In an important step toward this effort, officials from the Bureau of Land Management and the U.S. Forest Service hosted a community meeting in Flagstaff, Arizona, yesterday to hear more about public lands management needs in the area, including the tribes’ proposal. U.S. Department of the Interior Secretary Deb Haaland previously met with the Grand Canyon Tribal Coalition this past May at Grand Canyon National Park to hear more about their efforts.
Last week, Ranking Member Grijalva and Rep. Gallego also introduced legislation to provide a framework for the proposed Baaj Nwaavjo I’tah Kukveni Grand Canyon National Monument. The legislation, along with the Senate companion bill, outlines how the national monument designation will protect the region’s many cultural, natural, recreational, and scientific resources while still ensuring existing uses like hunting and grazing. The legislation also establishes a tribal commission with one representative from each of the 12 tribes in the Grand Canyon Tribal Coalition to ensure lasting opportunities for tribal co-stewardship throughout the landscape.

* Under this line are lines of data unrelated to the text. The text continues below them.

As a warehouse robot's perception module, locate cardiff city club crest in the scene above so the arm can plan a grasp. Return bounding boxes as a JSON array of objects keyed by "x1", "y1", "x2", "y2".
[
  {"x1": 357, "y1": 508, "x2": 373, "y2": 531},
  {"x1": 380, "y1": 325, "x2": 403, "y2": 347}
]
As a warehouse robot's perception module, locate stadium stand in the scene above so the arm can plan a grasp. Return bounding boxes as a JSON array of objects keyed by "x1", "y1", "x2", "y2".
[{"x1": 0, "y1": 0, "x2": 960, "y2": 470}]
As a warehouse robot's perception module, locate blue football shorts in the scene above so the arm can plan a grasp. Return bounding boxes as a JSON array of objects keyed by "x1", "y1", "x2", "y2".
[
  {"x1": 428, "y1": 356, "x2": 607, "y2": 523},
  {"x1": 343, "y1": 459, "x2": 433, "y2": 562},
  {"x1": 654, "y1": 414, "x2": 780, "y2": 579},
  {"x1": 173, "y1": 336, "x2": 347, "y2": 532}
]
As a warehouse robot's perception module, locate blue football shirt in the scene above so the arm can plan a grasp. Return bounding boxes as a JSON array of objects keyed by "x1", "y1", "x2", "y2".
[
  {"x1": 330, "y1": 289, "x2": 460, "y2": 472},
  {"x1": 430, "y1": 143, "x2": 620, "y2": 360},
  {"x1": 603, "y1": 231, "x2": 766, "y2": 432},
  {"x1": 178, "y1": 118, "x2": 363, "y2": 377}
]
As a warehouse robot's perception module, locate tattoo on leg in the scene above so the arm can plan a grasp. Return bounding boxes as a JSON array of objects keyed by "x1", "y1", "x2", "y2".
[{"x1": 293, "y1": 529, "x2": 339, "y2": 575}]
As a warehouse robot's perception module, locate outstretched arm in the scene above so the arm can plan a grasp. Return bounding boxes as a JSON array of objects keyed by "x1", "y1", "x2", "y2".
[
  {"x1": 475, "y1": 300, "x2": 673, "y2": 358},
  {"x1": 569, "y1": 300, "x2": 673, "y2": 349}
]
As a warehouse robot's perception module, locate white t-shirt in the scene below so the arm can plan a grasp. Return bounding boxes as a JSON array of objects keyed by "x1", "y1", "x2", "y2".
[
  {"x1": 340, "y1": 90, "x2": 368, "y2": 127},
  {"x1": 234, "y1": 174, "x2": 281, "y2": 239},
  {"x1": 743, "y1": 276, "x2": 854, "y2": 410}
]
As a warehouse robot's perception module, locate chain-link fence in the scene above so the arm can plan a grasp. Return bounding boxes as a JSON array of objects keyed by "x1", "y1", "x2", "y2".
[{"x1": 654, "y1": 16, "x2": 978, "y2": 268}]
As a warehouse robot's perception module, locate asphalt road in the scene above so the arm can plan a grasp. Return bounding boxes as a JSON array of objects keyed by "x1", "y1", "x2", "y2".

“The tribes have protected and stewarded the Grand Canyon area, their ancestral homelands, since time immemorial. Their deep ties to and knowledge of the region deserve our respect and reverence,” said Ranking Member Grijalva. “Our legislation is a testament to their perseverance and a sign of our continued support for protecting this global treasure for generations to come. I also want to extend my sincere gratitude to Secretary Haaland and the Biden administration for their commitment to listening to the tribes’ proposal, and I encourage them to continue engaging the tribes and local community moving forward.”
“There may be no greater symbol of Arizona’s rich natural landscape than the Grand Canyon,” said Rep. Gallego. “It is a national treasure that has amazed visitors from around the world and served as a home for tribes for centuries. That’s why it is essential we protect the Grand Canyon. And just as the Administration did when it followed my leadership to protect Bears Ears, I look forward to them engaging Arizona’s communities to make this national monument a possibility.”